Hypotension is a frequent and important complication of spinal anesthesia. As the
degree of hypotension correlates with the height of blockade achieved, performing the
dural puncture at a lower interspace may result in less hypotension. Several previous
studies have compared the degree of hypotension resulting from a subarachnoid block
performed via different lumbar interspaces with conflicting results. However a direct
comparison of the lower Taylor's approach with a lumbar approach has not been
investigated previously.
Studies in the past used surface anatomy to determine the level of the lumbar
interspaces, which has since been shown to be inaccurate. A study comparing
identification of lumbar interspaces by palpation and with ultrasound showed that while
palpation was correct 30% of the time, correct identification was able to be achieved
by ultrasound 71% of the time. Similar rates of correct identification by ultrasound
have been shown in subsequent studies.
Using ultrasound in this study to identify the relevant Lumbosacral anatomy will enable
us to make a direct comparison between these two approaches to subarachnoid blockade
with rates of subsequent hypotension as well as ease of procedure and other side
effects.
4. Objectives
a) Primary: To compare the degree of hypotension requiring treatment between Taylor's
approach (L5-S1) and a paramedian lumbar approach (at L3-L4) to spinal anesthesia for
total knee joint arthroplasty.
Secondary: For each approach to compare:
The ease of each technique assessed by:
- The number of needle insertion attempts and number of needle passes (insertion and
redirection attempts) required to establish dural puncture.
- Procedure time including the time taken to establish landmarks with ultrasound.
Patient acceptability
- Patient rated pain score immediately after procedure (0 - 10)
- Patient rated satisfaction immediately after procedure (1 - 5) Success of central
neuraxial blockade
- The maximum block height achieved
- Time from completion of administration of spinal to block height of L1 dermatome
- Time from completion of administration of spinal to regression of block height to
L3 dermatome
- Amount of additional analgesia required during the procedure
5. Research method
To fulfill our objectives the investigators plan to perform a randomized trial comparing the
two approaches to spinal anaesthesia on patients undergoing primary total knee joint
arthroplasty.
1. Recruitment
Eligible patients presenting for primary knee arthroplasty surgery at University of
British Columbia Hospital will be identified by anesthesiologists at the anesthesia
pre-assessment clinic before the day of their surgery.

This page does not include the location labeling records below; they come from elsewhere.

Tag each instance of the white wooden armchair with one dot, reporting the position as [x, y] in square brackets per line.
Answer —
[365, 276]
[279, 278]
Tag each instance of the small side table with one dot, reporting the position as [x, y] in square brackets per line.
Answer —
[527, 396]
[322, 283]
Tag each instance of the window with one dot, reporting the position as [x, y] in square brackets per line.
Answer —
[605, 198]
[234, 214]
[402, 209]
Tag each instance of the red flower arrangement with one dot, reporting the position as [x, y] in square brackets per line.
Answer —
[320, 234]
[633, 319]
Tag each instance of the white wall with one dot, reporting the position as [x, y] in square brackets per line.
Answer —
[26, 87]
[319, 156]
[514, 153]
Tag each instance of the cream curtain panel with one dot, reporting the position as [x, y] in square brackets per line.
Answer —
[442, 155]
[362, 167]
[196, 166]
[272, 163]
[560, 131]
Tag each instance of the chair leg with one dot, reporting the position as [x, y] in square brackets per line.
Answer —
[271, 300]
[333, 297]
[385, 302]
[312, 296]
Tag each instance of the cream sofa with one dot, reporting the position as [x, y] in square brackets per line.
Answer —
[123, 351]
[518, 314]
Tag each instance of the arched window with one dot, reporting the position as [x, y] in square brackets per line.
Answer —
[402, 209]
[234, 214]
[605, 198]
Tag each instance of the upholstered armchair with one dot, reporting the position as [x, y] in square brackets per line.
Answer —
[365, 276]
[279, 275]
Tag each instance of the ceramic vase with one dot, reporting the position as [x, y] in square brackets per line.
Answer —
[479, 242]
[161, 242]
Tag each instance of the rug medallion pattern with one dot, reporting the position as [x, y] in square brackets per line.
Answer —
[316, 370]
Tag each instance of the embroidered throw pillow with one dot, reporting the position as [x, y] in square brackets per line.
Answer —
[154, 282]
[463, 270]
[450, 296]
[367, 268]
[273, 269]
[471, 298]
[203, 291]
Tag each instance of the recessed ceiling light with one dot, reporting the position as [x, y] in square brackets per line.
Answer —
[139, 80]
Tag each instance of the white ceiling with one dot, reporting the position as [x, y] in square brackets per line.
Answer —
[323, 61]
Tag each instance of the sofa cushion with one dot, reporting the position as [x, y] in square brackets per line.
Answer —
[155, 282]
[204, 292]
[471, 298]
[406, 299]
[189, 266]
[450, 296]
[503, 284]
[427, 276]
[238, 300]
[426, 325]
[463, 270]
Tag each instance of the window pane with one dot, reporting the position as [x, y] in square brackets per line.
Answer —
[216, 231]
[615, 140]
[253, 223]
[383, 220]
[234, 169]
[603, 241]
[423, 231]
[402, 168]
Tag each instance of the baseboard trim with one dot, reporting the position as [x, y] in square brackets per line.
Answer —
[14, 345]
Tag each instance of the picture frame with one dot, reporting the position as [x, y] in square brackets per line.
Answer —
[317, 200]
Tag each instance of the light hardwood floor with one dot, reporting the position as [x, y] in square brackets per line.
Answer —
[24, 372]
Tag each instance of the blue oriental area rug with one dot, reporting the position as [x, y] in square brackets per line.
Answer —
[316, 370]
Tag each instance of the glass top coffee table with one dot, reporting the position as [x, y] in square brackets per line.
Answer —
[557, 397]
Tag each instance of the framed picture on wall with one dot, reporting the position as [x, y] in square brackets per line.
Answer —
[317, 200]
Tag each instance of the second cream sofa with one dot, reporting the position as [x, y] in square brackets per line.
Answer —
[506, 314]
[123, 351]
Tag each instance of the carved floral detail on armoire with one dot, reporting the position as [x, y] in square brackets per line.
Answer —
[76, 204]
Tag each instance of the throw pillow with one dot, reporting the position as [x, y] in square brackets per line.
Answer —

At this stage they will be
informed of the study and given an information leaflet to read.
On the day of the surgery a member of the research team will approach the eligible
patient and inform the patient again about the option of participating in the study,
what each treatment group entails and answer any questions that the patient may have.

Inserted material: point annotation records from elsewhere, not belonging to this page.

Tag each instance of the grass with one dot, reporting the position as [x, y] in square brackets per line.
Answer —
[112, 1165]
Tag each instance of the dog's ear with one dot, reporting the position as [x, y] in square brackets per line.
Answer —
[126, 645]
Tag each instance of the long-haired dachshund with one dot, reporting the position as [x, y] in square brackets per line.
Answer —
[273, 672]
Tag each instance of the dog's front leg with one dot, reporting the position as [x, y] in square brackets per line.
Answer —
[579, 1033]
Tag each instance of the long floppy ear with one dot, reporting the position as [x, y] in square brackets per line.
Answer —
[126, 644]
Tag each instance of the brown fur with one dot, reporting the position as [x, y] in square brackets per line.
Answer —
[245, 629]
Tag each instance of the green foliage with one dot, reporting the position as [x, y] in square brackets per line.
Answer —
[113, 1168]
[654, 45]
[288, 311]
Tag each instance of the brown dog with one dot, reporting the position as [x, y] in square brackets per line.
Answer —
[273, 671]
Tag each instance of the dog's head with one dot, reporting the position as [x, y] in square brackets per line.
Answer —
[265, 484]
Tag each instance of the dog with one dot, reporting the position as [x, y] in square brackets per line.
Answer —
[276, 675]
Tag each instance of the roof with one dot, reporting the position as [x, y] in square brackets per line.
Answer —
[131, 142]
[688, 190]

If the patient is interested in participating in the study they will be asked to sign a
consent form and informed that they may withdraw from the study at any time without any
consequence. There will be no monetary or material compensation to participants.

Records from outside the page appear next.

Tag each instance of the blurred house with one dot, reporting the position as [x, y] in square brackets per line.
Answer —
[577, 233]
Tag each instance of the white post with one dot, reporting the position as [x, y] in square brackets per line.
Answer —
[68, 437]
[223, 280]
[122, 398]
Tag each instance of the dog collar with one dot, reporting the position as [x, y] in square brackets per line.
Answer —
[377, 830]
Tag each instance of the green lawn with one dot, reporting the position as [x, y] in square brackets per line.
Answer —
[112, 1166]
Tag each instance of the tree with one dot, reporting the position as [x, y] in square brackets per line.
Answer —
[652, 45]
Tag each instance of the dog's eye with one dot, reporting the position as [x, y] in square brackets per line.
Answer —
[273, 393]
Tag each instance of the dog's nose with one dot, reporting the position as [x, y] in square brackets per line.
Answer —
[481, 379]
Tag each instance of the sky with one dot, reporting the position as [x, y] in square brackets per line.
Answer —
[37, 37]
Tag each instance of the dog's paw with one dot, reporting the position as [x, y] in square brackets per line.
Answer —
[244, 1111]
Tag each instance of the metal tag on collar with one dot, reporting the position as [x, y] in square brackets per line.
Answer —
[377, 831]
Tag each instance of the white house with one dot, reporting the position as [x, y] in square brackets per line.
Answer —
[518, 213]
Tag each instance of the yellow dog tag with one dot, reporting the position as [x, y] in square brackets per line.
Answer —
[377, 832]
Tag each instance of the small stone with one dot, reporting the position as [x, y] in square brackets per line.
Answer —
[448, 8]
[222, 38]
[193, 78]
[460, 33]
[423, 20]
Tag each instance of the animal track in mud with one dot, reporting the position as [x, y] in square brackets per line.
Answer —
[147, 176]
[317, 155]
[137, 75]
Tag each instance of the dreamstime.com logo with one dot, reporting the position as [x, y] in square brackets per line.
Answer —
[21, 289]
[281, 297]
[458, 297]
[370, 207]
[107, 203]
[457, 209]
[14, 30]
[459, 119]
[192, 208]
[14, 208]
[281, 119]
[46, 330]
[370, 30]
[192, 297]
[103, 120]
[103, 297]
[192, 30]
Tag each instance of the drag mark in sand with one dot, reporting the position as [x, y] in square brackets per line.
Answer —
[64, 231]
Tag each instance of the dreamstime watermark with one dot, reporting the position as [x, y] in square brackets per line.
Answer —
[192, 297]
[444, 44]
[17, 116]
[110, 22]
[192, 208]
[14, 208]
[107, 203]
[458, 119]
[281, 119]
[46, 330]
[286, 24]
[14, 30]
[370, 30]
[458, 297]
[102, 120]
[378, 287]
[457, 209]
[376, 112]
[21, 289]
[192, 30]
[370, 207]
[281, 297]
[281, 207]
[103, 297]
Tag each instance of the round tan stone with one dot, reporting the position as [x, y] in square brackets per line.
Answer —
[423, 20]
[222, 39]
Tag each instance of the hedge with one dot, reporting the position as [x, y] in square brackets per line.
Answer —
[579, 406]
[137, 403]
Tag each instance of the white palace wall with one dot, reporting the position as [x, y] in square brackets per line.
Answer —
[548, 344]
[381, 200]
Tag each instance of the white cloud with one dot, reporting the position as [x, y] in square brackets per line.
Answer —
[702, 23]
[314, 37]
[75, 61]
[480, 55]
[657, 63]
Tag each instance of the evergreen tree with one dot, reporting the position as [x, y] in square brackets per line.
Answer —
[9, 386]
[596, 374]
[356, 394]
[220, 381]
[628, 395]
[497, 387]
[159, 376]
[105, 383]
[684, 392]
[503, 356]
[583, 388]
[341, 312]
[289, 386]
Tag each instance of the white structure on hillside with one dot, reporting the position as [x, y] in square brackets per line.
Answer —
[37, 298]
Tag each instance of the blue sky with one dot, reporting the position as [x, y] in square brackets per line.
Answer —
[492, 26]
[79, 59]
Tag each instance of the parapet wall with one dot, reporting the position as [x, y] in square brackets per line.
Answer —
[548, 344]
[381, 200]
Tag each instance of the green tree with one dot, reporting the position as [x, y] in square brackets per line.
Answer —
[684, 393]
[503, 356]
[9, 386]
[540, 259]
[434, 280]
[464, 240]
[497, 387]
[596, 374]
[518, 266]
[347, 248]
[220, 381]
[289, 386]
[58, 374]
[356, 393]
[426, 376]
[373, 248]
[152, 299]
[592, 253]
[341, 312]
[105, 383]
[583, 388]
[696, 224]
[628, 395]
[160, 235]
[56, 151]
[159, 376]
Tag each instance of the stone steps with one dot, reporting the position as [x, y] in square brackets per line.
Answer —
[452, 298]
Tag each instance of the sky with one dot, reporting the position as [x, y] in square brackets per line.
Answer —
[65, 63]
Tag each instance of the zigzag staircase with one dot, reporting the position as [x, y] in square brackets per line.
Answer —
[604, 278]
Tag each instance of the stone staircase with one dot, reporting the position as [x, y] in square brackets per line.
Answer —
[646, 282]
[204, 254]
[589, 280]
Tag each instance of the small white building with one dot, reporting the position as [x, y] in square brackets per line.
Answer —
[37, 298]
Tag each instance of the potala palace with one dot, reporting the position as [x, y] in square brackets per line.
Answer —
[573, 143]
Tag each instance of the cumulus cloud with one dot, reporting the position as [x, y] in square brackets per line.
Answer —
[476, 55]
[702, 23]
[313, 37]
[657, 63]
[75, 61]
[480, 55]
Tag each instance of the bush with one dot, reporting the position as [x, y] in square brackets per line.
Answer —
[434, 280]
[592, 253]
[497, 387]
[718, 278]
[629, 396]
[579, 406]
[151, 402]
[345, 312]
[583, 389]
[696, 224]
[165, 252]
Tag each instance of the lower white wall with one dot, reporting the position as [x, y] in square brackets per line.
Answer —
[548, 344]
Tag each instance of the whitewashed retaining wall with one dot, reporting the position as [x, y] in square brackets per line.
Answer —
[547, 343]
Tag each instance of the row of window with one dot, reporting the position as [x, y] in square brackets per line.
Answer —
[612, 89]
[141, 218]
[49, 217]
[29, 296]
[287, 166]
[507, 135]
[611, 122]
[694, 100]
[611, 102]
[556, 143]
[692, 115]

Inclusion criteria are male and female volunteers who are over the age of 19 and are
able to understand the study protocol and give their informed consent. They need to be
presenting for elective primary total knee joint arthroplasty under spinal anesthesia
and be American Society of Anesthesiology (ASA) class 1, 2 or 3.
Exclusion criteria are patients who are ASA 4 or 5, unable to understand the study
protocol or give informed consent. Patients who have elected not to have or are deemed
clinically inappropriate for spinal anesthesia will be excluded as well as patients who
are presenting for a revision of a knee joint arthroplasty.
2. Randomization
Prior to the procedure, for each participating patient, a sealed unmarked opaque
envelope that contains one of the two treatment groups will be opened. Patients will
receive their spinal anaesthetic either via a paramedian lumbar approach or Taylor's
approach.
3. Intervention
For both treatment groups the patients will have the usual preparation for spinal
anesthesia, which involves an intravenous line with intravenous fluids running,
standard monitoring, and being appropriately positioned on the operating table. The
patient will receive premedication of 0.02 - 0.05mg/kg of midazolam. The blood pressure
obtained in the anesthesia pre-assessment clinic or in the preoperative area will be
taken as the patient baseline blood pressure. An experienced anesthesiologist will then
perform an ultrasound scan on the patient with a low-frequency (2 - 5 MHz) curved-array
probe, identifying the relevant anatomy, prior to performing the spinal anesthetic.
Taylor's approach:
Patients randomised to the Taylor's approach group will first have the sacrum
identified with the ultrasound probe in a transverse position in the patients' midline.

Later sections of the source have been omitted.